彼女はイルハン連合王国からさらに南にあるバルカン海を越えてやってきたという。
「連合王国は今は二つの勢力にわかれて内乱状態にあるんだよ」
アルメンドラもカフィを注文する。それに高級品である砂糖を溶きいれて一口飲む。
なるほど、そのような飲み方もあるのか。
カフィとは奥深いものだ。
アルメンドラの話ではイルハン連合王国は跡目争いで内乱状態にあるという。すなわち王子派のフラグ族と王弟派のキタン族とである。内乱状態にあるため、その治安は驚くほど悪く、商隊を率いてこのドラゴムにやって来るのは至難であったという。
「どっちでもいいから内乱がはやくおさまってくれないとこっちとしても商売あがったりなんだよね」
さらにカフィに口をつけて、彼女は言う。
要約するとアルメンドラがこのドラゴムでトゥラン王国の産物を売るためには中継地であるイルハン連合王国の安全と平和が必要だということか。
イルハン連合王国を無事に通過できないとこのカフィがもたらされることはない。
そうなるとこのカフィが飲めなくなる。
それは避けたいことがらだ。
このカフィの味を知ってしまった以上、私はこれが飲めなくなることをどうにかして防ぎたいと思うようになっていた。
ということはどうにかして心配なくアルメンドラの商隊がイルハン連合王国を通過できるようにしなくてはいけない。
すべてはこのカフィが飲めなくなることを防ぐためにである。
しかしそれはどうすればいいのだろうか?
アレンにでも相談したほうがいいのだろうか。
「それとこれは私らの親愛の証だよ、受け取って欲しい」
そう言い、アルメンドラは小さな袋を机の上に置く。
私はその袋の中身をのぞくように見る。
そこには小さな種がいくつもつめられていた。
「これは
アルメンドラは言う。
審美眼の特技を使いこれを見る。この種がかなりの高級品だというのがわかる。これほどのものを贈り物にするのだから、アルメンドラはいかほどイルハン連合王国の治安悪化に困り果てているかがみてとれる。

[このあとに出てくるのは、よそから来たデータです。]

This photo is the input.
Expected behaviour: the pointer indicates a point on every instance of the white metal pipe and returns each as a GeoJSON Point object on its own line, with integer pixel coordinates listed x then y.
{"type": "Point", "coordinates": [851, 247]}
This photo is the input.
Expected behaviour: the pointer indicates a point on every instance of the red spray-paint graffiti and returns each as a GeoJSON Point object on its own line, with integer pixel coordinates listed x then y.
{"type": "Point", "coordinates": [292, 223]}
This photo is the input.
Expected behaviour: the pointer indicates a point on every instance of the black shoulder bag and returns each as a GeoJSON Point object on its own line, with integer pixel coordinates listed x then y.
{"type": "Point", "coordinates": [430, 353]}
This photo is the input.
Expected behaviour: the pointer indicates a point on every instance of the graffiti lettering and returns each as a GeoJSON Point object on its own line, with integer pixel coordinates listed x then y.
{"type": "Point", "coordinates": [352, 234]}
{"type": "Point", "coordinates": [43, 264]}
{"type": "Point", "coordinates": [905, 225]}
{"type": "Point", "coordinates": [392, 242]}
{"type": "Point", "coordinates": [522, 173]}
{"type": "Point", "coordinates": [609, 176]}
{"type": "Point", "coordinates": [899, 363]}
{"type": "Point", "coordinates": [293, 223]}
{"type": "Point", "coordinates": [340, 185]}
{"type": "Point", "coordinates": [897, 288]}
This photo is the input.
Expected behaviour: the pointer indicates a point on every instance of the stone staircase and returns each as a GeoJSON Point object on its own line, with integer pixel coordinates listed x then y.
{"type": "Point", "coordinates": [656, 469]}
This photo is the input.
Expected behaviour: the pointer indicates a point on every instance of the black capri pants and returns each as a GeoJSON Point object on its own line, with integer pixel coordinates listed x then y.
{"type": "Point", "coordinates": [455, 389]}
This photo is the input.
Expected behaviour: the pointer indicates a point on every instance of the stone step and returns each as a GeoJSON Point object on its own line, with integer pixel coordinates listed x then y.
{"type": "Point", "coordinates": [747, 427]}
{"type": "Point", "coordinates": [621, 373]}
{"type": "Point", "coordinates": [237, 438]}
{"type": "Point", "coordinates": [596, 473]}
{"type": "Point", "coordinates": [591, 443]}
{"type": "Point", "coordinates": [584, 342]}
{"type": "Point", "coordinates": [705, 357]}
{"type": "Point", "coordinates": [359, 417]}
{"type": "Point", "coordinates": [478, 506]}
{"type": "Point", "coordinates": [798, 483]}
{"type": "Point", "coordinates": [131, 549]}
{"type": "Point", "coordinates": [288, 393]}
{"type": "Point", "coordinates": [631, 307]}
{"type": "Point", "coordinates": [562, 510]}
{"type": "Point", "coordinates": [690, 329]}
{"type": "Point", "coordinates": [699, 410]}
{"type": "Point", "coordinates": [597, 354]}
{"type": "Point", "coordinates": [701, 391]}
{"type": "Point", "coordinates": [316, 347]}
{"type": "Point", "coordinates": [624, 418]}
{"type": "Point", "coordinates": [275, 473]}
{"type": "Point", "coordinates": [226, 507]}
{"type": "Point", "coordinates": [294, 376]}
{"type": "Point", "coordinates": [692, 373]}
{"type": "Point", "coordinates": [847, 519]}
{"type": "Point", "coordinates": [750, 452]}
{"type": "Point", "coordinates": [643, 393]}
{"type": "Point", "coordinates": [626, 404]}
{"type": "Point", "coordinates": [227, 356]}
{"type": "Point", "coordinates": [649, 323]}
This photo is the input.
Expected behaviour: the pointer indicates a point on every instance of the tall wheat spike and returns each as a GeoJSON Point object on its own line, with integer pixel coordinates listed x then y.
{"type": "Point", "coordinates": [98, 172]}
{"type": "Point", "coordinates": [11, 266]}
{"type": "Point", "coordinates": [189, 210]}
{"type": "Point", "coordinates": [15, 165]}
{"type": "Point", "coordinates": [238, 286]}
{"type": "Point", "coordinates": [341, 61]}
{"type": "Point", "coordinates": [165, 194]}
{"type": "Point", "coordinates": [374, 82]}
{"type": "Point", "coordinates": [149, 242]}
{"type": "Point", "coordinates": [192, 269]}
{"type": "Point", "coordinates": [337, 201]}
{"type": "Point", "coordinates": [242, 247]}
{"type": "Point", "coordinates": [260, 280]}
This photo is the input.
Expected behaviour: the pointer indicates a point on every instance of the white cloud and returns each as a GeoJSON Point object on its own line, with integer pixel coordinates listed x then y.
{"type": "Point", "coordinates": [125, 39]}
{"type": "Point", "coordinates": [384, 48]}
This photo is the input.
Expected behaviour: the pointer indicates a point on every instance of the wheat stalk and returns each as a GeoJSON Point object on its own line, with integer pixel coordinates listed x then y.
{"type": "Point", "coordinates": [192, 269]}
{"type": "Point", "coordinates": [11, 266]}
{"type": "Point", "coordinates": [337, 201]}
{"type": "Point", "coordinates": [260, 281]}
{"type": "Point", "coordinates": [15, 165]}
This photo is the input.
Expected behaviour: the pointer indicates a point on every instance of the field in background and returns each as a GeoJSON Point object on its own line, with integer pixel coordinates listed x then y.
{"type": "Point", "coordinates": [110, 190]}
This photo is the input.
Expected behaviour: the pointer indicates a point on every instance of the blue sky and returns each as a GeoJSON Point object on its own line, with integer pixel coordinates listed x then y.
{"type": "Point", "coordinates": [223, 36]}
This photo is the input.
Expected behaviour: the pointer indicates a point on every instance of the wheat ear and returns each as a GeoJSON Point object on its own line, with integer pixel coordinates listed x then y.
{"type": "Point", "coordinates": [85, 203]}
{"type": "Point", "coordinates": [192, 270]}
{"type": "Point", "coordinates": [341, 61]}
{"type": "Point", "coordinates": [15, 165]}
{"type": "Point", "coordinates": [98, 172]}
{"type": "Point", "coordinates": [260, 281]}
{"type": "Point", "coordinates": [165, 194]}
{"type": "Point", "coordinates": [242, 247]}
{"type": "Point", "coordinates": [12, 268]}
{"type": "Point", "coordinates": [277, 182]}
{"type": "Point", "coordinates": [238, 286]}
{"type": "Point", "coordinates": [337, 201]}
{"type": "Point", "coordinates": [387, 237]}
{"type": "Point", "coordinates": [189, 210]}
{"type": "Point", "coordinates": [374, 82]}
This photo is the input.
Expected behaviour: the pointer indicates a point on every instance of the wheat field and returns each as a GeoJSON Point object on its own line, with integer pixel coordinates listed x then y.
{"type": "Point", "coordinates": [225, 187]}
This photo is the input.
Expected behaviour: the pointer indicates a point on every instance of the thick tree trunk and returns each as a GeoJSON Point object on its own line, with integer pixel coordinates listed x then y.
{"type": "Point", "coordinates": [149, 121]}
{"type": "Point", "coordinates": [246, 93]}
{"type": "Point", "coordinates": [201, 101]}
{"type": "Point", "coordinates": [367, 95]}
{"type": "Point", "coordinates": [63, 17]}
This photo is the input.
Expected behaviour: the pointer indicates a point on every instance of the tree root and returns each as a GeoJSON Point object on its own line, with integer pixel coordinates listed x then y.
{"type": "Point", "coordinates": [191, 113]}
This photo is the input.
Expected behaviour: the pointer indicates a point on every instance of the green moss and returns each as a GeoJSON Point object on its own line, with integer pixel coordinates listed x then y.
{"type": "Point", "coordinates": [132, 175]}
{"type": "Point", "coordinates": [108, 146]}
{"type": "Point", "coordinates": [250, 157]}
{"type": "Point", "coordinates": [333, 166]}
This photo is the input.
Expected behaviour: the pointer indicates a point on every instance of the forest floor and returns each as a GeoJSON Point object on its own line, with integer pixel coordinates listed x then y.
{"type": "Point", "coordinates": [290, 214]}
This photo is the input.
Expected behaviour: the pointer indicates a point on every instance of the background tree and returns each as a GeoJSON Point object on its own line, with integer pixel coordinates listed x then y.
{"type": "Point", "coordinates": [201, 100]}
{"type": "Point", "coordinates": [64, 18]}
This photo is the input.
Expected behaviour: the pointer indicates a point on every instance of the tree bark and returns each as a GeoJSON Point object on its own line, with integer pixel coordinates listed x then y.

ここでこの話を無下に断れば、アルメンドラはドラゴムで商売することをあきらめるだろう。そうするとカフィがのめなくなる。
やはりこの話はなんとしても成し遂げないといけない。
「わかった、どうにかしてみよう」
私はその甜菜の種子を受け取り、そう約束してしまった。
それから私たちはこっそりとフリッツとリオーナの結婚式に戻る。式はもう終わりかけていた。
私の姿を見つけたアレンが声をかける。
「どこにいっていたんだ?」
「まあ少しな……」
私は言葉をにごす。
式は滞りなく終わる。
その後は一晩中宴会となり、騒がしい夜が明けるのであった。
式が終わってからは一週間ほどは忙しい日が続く。王国政府からも祝いの使者がやって来てその応接をしなければいけない。やっと終わったと思えば今度は神聖帝国からの外交官がやって来る。さらにそれが終わったらあらゆる国の商人たちが面会を求めてくる。まさに体がいくつあっても足らない忙しさだ。
どうにかして時間を見つけた私はアレンにアルメンドラから聞いた話をする。
「たしかに南の連合王国は政情が不安だと聞いている」
アレンは言った。
「連合王国の治安悪化はまわりまわってこの辺境伯爵領の不利益につながる。これは一度かの国の情勢を見にいかないといけないな」
アレンは言う。そしてそれをフリッツに進言する。
「たしかにアレンの言う通り、イルハン連合王国の政情不安は我がドラゴムの不利益に違いない。これは信頼のおける人物にかの国の情報を集めてもらい、何かしらの対応策をとらないといけませんね」
熱いカフィをすすり、フリッツはそう言った。酒が苦手なフリッツはこのカフィを気に入っていた。さらに私が手に入れた甜菜の種子を見て、いたく喜んだ。
そしてイルハン連合王国の情報収集の役目を私が担うことになった。